V

Jeff había tomado demasiados cócteles para pensar claramente; por eso, cuando volvió, ignoró las páginas llenas de características. Él sabía que en una hora volvería a estar como antes; por ello, para despejar la cabeza, se puso a trabajar en la calculadora de promedios.

Tenía ya quitado el papel frontal e iba a seguir con el interior cuando el timbre sonó una vez más. Fue a la puerta con los alicates en una mano y quedóse parpadeando ante Hannegan.

—Creí que había dicho hasta mañana —dijo frunciendo las cejas, perplejo.

—Y lo dije —añadió Hannegan tranquilamente—. Pero tenemos que revisar nuestros planes en seguida.

—Entre. ¿Qué se está fraguando?

—Siento disgustarle, señor Benson, pero hemos decidido hacer el contrato con otra compañía.

—Bien. ¿Puedo preguntar por qué?

—Desde luego. La rapidez nos resulta ahora muy necesaria. Nos vemos obligados a tomar un producto inferior con tal de conseguirlo más rápidamente. Hubiéramos preferido que no fuera así, pero las circunstancias mandan.

—Yo puedo olvidar por un rato mis trabajos particulares —sugirió Jeff.

—Había creído que eran muy importantes.

—Estoy trabajando en ellos desde hace años. Unos cuantos meses más no…

—Meses no serían suficientes, señor Benson. Nuestro proyecto exige la entrega en tres semanas.

—Dudo en prometerle semejante cosa, ya que no tengo muchas probabilidades de saber qué es lo que se necesita.

Hannegan sacudió la cabeza.

—Lo lamentamos.

—También yo. Pero no me moriré de hambre, y además aunque podría postergar mi quehacer favorito por unos meses, prefiero no hacerlo.

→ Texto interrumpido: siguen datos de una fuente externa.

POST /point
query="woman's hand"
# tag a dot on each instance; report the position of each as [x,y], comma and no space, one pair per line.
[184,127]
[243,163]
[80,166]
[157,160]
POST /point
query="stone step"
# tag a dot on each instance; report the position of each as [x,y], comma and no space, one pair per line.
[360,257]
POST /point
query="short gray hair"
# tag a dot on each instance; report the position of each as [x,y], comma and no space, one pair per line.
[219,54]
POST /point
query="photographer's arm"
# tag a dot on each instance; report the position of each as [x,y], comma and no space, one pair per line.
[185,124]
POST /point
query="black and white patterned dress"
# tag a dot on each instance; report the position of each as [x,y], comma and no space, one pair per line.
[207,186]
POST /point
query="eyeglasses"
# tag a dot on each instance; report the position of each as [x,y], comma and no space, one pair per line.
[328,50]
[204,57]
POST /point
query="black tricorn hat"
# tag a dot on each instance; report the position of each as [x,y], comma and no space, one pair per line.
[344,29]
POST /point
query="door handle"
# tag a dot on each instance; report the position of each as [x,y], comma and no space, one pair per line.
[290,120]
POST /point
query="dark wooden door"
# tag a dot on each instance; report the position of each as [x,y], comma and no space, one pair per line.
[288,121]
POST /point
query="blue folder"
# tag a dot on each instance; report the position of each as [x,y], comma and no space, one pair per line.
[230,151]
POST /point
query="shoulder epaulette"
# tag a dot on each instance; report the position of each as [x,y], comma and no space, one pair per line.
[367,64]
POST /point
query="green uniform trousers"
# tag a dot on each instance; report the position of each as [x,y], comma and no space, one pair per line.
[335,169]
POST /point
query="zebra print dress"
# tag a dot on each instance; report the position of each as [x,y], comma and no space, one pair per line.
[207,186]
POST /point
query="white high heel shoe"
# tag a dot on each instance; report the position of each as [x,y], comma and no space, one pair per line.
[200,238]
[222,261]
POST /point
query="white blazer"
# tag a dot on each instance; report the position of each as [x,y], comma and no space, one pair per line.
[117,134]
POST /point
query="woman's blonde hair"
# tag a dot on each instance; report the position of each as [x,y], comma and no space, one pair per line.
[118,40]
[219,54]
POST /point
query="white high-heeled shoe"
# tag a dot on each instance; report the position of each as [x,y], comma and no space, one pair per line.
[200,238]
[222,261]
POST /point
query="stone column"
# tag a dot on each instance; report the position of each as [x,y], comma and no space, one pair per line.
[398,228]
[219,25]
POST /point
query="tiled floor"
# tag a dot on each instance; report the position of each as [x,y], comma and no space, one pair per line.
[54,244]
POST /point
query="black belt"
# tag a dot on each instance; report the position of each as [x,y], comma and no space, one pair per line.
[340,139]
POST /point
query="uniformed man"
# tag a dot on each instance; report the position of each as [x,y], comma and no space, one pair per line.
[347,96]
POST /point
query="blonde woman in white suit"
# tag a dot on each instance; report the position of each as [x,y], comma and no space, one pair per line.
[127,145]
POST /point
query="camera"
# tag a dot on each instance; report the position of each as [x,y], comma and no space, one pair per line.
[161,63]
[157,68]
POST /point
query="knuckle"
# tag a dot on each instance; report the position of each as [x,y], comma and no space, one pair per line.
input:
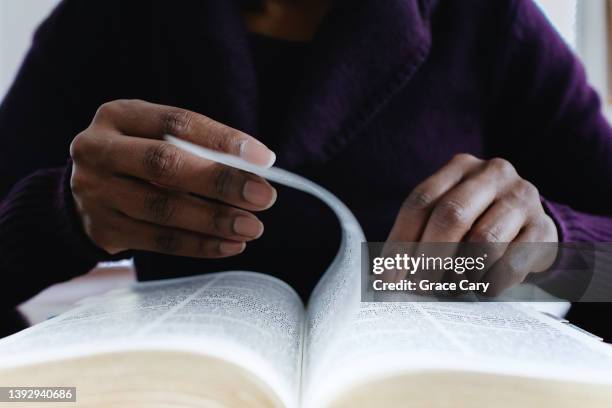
[465,158]
[80,147]
[419,199]
[98,235]
[525,190]
[501,166]
[160,206]
[162,162]
[177,122]
[110,109]
[215,223]
[225,140]
[486,235]
[223,178]
[515,272]
[168,242]
[78,181]
[450,213]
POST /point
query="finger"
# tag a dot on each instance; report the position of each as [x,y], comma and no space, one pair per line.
[148,120]
[521,258]
[415,211]
[456,212]
[143,236]
[157,205]
[165,164]
[492,233]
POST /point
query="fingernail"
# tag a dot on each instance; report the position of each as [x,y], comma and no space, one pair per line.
[248,227]
[257,153]
[259,194]
[231,247]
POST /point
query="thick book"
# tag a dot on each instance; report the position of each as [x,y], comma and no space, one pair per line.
[245,339]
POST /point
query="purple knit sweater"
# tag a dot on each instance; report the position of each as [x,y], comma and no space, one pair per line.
[390,91]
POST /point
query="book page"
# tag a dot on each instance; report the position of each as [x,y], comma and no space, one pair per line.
[503,338]
[253,320]
[336,297]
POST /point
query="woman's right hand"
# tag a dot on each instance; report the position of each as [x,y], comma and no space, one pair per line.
[134,191]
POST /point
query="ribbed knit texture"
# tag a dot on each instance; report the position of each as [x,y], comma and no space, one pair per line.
[41,241]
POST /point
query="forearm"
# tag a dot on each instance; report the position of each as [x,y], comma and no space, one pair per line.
[41,242]
[576,226]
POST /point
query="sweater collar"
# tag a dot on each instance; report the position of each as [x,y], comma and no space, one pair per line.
[363,53]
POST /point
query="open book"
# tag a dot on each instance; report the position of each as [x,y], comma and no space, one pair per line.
[244,339]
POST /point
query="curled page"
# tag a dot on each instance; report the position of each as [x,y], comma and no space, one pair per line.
[336,296]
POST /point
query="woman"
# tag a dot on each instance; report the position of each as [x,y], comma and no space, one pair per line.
[399,107]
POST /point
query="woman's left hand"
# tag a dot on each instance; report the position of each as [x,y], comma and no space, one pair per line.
[483,201]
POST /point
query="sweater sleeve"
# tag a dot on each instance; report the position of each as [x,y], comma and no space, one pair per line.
[53,98]
[549,123]
[41,240]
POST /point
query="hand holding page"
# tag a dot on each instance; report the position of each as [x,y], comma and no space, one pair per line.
[244,339]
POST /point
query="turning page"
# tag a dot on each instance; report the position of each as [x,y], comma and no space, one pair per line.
[336,297]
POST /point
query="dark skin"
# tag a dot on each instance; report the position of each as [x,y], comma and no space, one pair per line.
[135,191]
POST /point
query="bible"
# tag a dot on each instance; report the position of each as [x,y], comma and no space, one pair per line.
[245,339]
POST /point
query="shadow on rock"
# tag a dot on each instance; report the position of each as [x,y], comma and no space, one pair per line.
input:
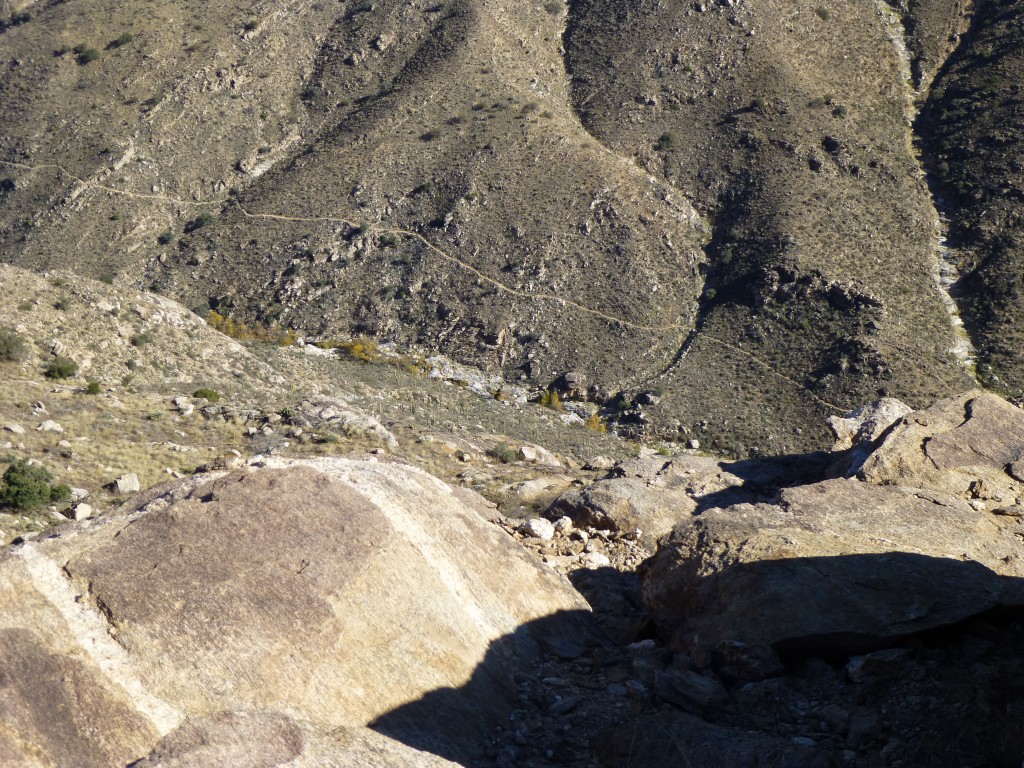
[762,478]
[824,606]
[455,723]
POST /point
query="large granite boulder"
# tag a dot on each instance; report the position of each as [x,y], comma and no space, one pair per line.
[926,536]
[968,445]
[333,592]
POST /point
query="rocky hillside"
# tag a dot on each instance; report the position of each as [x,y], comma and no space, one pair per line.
[718,217]
[860,607]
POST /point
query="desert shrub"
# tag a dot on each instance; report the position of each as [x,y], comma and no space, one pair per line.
[199,222]
[12,346]
[60,368]
[86,54]
[242,332]
[551,398]
[504,453]
[27,486]
[123,39]
[665,142]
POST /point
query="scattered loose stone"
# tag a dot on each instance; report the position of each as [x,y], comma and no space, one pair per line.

—Dígame, ¿qué clase de investigación es ésta en la que lleva trabajando tantos años?

Jeff sonrió.

—Tengo la seguridad de que es enteramente infructuosa en su aspecto práctico. Dudo que con ella pudiera hacerse algo más que hacer avanzar el conocimiento humano medio paso.

—Esa es una actitud muy loable.

—Francamente —dijo Jeff. Tengo razones para sospechar un fallo en la ley de la conservación de la energía.

—Eso me recuerda algo. Me enseñaron que la materia o la energía ni se crea ni se destruye. Cuando era todavía un estudiante se consiguió la fisión del átomo, por lo que desde entonces he estado dudoso de esa ley.

Jeff Benson sonrió.

—Si puede recordar que la materia es una forma de la energía la ley encaja igualmente —le dijo a Hannegan—. O encajaba. Tengo indicios para pensar que cada vez que la energía, o la materia, pasa de un estado a otro hay una pérdida tan infinitamente pequeña, un porcentaje de proporciones tan ínfimas, que apenas significa una diferencia.

—¿Quiere usted decir que por cada kilovatio de energía producido en una central hidroeléctrica se pierde algo de la energía potencial previamente calculada?

Jeff asintió.

—En una palabra, así es. Un porcentaje infinitesimal de la energía contenida en una tonelada de carbón se pierde al quemarse; algo de la contenida en el agua no se extrae en esa central. Después, cuando la energía térmica de la corriente se vuelca en la turbina, su capacidad potencial queda disminuida también en una porción diminuta.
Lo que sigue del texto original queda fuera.